We’re proud to be a part of it, and we had a blast being a part of this podcast. Thanks Jeremy!
We’ve been busy in The Sunshine State! From recipe development around our #Riverbend10 Sunset Wheat malt to beer projects that involve full cake additions to the mash, we’ve been collaborating with some super creative breweries and people!
In Episode #92 of the Florida Beer Podcast, Brent chatted with host David Butler to talk about some of these projects. They also dove into a masterclass on craft malt, the malting process, and what’s new at Riverbend.
The podcast kicks off with the Riverbend odyssey to answer “the question of whether or not people care about where their malt comes from,” says Brent. We found the answer to that question in our early partners; craft breweries and distillers who cared about the terroir and regionality of their beer.
With that mission in mind, Brent went on to break down the malting process from farm to glass, ie: steeping, germinating, and kilning, and how all of it center’s on our locality and commitment to sourcing from within 500 miles.
That local sourcing was brought into the spotlight during the pandemic, and coupled with recent droughts, maltsters all over the country had to think creatively to get their products sourced, produced, and distributed. Brent explained how we had to shift to longer lead times to ensure loads were picked up and delivered on schedule, but that the malthouse is currently stocked up with quality, local malt, and things are in great shape for us to continue bringing quality, craft malt to our partners.

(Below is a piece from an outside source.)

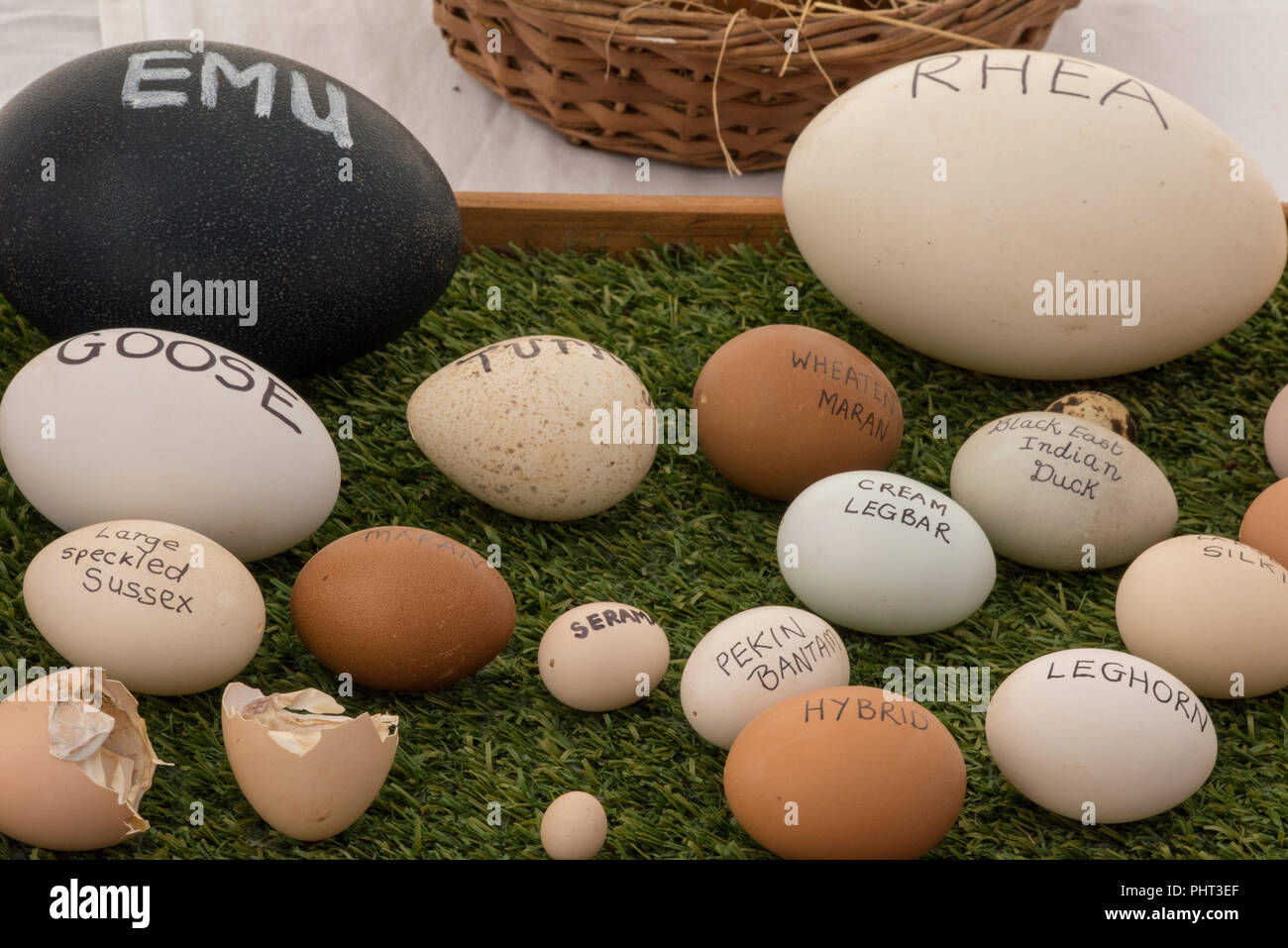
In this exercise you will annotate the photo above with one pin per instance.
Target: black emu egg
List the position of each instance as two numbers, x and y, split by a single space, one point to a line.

It’s that closeness with our partners that has cemented Riverbend in the craft malt world. David touched on that closeness, noting it’s something unusual in the industry, but a major benefit. Branching off of that, they talked about our recent trip to Pensacola, Florida to visit Perfect Plain Brewing and brew an oyster Saison brewed in part with Sunset Wheat, our celebratory 10 year harvest variety.
Brent closed it down with some big picture thoughts about the industry. He’s excited about the where malt is going, and gets great joy from seeing different people from different backgrounds all collaborating to create a maltier world.
We caught up with Joshua Bernstein via SevenFifty Daily to make predictions for craft malt 2022.
The big takeaway: supply chain snafus continue to turn the industry toward adding value to their products via craft malt. Props to our friends at Mainstem Malt in Walla Walla, Washington who also weighed in, and cheers to shorter supply chains going forward!